La Corée du Nord a procédé à plusieurs essais d'armes nucléaires à partir de 2006, le dernier remontant à 2017.

Et selon l'émissaire américain, Pyongyang continue d'ignorer les tentatives de Washington de renouer un dialogue concernant la dénucléarisation de la péninsule coréenne.

"Nous n'avons reçu aucune réponse de Pyongyang, ce qui est très décevant car nous avons envoyé plusieurs messages, à la fois en public et en privé, les invitant à un dialogue sans conditions" préalables, a-t-il précisé, affirmant que les derniers essais de missiles balistiques posaient "une grave menace à la stabilité régionale".

Sung Kim a souligné en outre que ni la Chine ni la Russie n'aidaient le président américain Joe Biden dans ses tentatives de reprise des discussions avec le dirigeant nord-coréen Kim Jong Un.

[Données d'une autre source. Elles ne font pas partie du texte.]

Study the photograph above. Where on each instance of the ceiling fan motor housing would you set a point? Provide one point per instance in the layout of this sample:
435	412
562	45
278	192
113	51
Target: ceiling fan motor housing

Les discussions portant sur la limitation de la menace nucléaire venant de Pyongyang avaient semblé avancer sous Donald Trump mais ont ensuite dépéri.

Après l'arrivée au pouvoir de Joe Biden, la Corée du Nord a entamé une série de 13 tests de missiles qui ont culminé le mois dernier avec le lancement d'un missile balistique potentiellement capable d'atteindre la côte est américaine en portant une tête nucléaire.

Kim Yo Jong, la soeur influente de Kim Jong Un, a affirmé mardi que la Corée du Nord ferait usage de l'arme nucléaire pour "éliminer" l'armée sud-coréenne si celle-ci lançait une attaque préventive.

Selon Sung Kim, Washington tente de faire voter une nouvelle résolution au Conseil de sécurité de l'ONU condamnant les actions de Pyongyang, mais Moscou et Pékin s'y sont déjà opposés à six reprises cette année.